Taken on their own, the terms ‘found footage’ and ‘home invasion’ have long been enough to send many a horror fan into shivers of despair, not so much because they suggest a truly hair-raising 90 minutes, but rather because they would seem to indicate a been-there, done-that, wasn’t-that-great-in-the-first-place routine which we’ve seen all too often this past decade or more. So – put the found footage and the home invasion together, and what do you get? A new and potent cocktail of tired horror tropes, which gives both subgenres the injection of fresh blood they have long been screaming out for? That might be nice. Unfortunately, in this instance we instead wind up with Keep Watching (for which Don’t Even Start Watching might have been a better choice of title).
Admittedly, a case could be made for first-time feature director Sean Carter’s film not really being a found footage movie: we might call it ‘streamed footage,’ perhaps, given that most if not all of what we’re shown is meant to have been live-streamed on a snuff site. As such, it’s more along the lines of 2002’s My Little Eye and 2014’s Unfriended than Blair Witch or Paranormal Activity. None of this serves to make it any less samey, predictable and tedious.
An opening montage of TV news footage tells us that a mysterious group of Jigsaw wannabes masked killers are on the loose, with a very distinctive MO: they sneak into the homes of their unsuspecting victims, install microscopic cameras all over the place, then strike in the dead of night, playing mind games aplenty before drawing them to their deaths, whilst live-streaming it all. Because their site presents the whole spectacle as if it’s a horror movie, some of their viewers are apparently caught unawares, not realising they’re bearing witness to the real deal.
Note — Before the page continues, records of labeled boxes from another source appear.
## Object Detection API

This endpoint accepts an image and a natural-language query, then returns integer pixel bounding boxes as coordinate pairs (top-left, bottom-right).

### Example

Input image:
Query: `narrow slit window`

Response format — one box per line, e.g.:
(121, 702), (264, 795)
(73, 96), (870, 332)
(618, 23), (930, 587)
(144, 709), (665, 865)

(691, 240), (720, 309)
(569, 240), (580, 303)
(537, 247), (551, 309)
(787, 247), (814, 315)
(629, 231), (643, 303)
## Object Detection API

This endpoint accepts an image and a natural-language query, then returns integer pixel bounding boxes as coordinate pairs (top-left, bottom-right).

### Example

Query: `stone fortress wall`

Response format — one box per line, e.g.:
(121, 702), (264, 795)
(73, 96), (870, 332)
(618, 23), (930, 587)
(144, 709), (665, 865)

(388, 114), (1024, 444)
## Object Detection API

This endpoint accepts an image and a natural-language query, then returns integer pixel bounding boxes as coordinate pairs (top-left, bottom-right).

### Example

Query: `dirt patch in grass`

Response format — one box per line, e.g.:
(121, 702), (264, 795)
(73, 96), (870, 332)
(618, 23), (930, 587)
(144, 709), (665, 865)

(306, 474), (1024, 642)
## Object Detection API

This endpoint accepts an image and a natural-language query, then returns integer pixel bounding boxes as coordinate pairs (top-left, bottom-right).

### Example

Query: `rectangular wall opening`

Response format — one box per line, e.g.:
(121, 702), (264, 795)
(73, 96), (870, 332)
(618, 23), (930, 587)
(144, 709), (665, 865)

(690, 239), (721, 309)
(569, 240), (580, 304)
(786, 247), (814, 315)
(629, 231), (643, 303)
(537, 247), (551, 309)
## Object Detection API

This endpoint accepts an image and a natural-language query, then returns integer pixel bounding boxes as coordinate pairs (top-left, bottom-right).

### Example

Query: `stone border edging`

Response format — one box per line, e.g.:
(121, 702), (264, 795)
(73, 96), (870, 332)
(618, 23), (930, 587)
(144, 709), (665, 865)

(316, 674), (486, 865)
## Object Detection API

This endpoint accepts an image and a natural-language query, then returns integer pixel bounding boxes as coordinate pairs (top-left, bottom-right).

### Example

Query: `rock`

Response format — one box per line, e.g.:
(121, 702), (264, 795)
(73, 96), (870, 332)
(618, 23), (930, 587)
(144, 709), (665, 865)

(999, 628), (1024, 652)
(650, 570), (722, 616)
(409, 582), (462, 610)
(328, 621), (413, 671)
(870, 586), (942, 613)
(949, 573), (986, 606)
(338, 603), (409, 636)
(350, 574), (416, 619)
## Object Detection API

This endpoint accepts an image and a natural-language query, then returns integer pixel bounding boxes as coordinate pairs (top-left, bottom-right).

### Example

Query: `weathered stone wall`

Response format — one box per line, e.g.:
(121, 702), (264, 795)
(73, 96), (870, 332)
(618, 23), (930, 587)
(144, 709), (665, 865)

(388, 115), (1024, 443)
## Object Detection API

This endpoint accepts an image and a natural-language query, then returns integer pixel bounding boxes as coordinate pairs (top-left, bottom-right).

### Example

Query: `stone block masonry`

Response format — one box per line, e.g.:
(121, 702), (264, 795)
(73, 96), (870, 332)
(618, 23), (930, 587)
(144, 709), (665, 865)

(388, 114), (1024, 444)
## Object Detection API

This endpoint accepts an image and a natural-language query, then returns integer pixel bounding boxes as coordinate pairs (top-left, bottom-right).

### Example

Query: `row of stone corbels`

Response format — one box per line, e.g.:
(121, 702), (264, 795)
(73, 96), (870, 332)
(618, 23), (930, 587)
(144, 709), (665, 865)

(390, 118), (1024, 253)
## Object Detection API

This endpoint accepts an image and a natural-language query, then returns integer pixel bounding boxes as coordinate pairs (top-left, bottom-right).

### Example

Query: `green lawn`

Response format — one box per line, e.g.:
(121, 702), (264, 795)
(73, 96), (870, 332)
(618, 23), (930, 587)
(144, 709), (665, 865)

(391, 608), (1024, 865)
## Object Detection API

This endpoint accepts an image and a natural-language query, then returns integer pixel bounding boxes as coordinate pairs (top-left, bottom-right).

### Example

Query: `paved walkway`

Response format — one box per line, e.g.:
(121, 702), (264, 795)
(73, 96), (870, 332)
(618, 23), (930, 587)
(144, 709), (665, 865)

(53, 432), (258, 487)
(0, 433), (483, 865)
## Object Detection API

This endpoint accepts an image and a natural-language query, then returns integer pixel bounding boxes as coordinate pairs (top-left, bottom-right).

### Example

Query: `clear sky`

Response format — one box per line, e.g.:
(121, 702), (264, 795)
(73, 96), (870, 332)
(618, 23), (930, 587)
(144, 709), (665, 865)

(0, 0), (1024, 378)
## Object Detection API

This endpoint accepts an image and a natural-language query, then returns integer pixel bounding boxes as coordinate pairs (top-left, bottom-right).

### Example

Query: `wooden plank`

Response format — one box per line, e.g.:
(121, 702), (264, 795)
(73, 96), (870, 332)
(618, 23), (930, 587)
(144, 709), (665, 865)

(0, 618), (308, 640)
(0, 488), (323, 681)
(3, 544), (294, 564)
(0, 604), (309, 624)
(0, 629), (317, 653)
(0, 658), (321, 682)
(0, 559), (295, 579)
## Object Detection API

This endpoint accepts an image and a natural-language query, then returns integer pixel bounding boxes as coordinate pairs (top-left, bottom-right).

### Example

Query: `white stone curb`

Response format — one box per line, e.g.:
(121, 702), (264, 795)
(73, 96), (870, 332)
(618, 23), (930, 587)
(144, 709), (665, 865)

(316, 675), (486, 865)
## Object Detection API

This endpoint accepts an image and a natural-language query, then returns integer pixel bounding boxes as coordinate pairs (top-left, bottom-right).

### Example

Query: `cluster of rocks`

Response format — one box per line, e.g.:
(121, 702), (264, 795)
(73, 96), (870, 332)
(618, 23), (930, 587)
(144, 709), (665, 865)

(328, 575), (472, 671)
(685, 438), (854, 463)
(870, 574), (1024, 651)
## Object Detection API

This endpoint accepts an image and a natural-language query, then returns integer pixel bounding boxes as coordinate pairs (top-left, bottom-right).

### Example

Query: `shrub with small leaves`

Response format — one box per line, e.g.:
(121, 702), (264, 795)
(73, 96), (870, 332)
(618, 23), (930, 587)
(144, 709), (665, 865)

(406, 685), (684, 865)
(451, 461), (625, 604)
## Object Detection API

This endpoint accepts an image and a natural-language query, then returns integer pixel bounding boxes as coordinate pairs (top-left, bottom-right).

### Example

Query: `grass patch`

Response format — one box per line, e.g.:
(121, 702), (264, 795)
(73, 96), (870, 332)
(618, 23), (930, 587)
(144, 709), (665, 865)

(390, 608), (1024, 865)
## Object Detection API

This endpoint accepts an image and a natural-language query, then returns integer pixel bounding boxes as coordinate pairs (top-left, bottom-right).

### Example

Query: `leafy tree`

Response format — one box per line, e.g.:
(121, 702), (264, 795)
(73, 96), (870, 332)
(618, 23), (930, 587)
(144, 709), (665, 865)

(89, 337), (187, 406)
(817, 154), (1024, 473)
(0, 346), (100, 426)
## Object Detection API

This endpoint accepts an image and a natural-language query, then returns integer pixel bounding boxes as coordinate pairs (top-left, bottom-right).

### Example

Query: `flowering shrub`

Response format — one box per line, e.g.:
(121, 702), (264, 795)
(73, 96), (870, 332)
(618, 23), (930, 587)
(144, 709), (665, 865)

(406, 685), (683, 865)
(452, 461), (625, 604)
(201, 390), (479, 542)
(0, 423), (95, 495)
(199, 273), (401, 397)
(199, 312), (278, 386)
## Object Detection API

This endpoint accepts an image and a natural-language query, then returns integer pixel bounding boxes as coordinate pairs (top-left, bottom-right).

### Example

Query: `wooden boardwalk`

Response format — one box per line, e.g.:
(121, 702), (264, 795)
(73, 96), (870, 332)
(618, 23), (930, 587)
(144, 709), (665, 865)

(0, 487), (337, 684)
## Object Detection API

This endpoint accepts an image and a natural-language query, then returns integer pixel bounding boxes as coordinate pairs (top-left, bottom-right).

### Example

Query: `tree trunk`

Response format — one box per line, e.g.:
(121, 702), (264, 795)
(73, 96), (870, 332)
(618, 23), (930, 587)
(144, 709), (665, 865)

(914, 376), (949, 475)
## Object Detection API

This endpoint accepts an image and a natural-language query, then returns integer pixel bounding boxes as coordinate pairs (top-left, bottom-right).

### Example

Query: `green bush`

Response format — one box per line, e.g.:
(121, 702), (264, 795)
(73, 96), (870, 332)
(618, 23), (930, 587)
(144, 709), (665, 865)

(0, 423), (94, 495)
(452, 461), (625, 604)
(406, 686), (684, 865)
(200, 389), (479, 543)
From here, we meet the next family lined up for the kill: the Mitchells, your classic well-to-do family unit who can’t stand each other, with dad Carl (Ioan Grufford) constantly talking business on his phone, new stepmom Nicole (Natalie Martinez) anxious to establish her place in the household, young teen son John (Chandler Riggs) either playing XBox Live or sharing hot photos of his stepmom online, and older teen daughter Jamie (Bella Thorne) doing the classic woe-is-me, life’s-not-fair routine. Getting home late one night from a family vacation, they’re briefly startled by the sudden appearance of their deadbeat stoner uncle (Leigh Whannell) whose girlfriend has apparently kicked him out; but rather bigger surprises are in store as the night proceeds. Well, surprises for the characters at least. For the audience, not so much.
There are moments here and there when Keep Watching threatens to become something more. The early declaration that viewers of the snuff site couldn’t tell it was for real and not just a horror movie is clearly too on-the-nose to be just left hanging; surely that’s in some way meant to inform what we’re seeing, suggest some wry commentary on media consumption in the Youtube/social media age. Surely the moments in which people turn out to be less dead than we’d thought implies there’s something more going on. Surely those brief but pointed references to Dad’s financial worries have some bearing on it all. Yes? No? Maybe? Alas, it seems the fact that the killers record their crimes using a drone rather than camcorders is about as much breaking of new ground as we can hope for. I’m not sure if it’s so much that Keep Watching lays out red herrings, or if I was just desperately holding out hope that it would prove to be more sophisticated than it seemed, but this might be one instance of a film in which what you see really is all you get.
As I’m sure most seasoned horror viewers have often found themselves pondering when watching the latest example of an over-familiar subgenre, the thought certainly crossed my mind that Keep Watching might have worked just fine if only I hadn’t watched so many similar films in the past. And indeed, it might play okay for a new, younger generation of horror fans who haven’t seen it all before. Certainly the film seems to be made very much with the teen audience in mind, particularly as the cast boasts a few actors who might be classed as contemporary genre icons: Whannell, almost an old-school horror star now thanks to both his on-and-off camera roles on the Saw and Insidious franchises; Riggs, doomed to hear “CARL!” shouted at him wherever he goes for many years to come thanks to The Walking Dead; and above all final girl Thorne, teen icon and scream queen of sorts after her roles in Scream: The Series, The Babysitter and Amityville: The Awakening.
Clearly there were doubts about the selling power of this ensemble, though, given that Keep Watching has bypassed cinemas and gone direct to DVD, here in the UK at least. While I’m not sure it would have necessarily been a box office bomb (ingenuity and innovation are by no means essential components of a hit movie), I can’t say I’m sorry that the cinema-going masses were spared this one. As I write this, a great many horror fans are rejoicing at the fact that Guillermo del Toro has just won two Oscars for The Shape of Water, whilst Jordan Peele has one for Get Out: while I wouldn’t take this as cast-iron proof that intelligent horror is now the norm, it might seem to indicate that the culture is shifting toward genre films which take greater chances, explore more challenging subject matter, and above all else make a bit more of an effort. If this means there’s less of a place for films like Keep Watching, I daresay this may not be a bad thing.
Keep Watching is available on DVD now, from Sony Home Entertainment.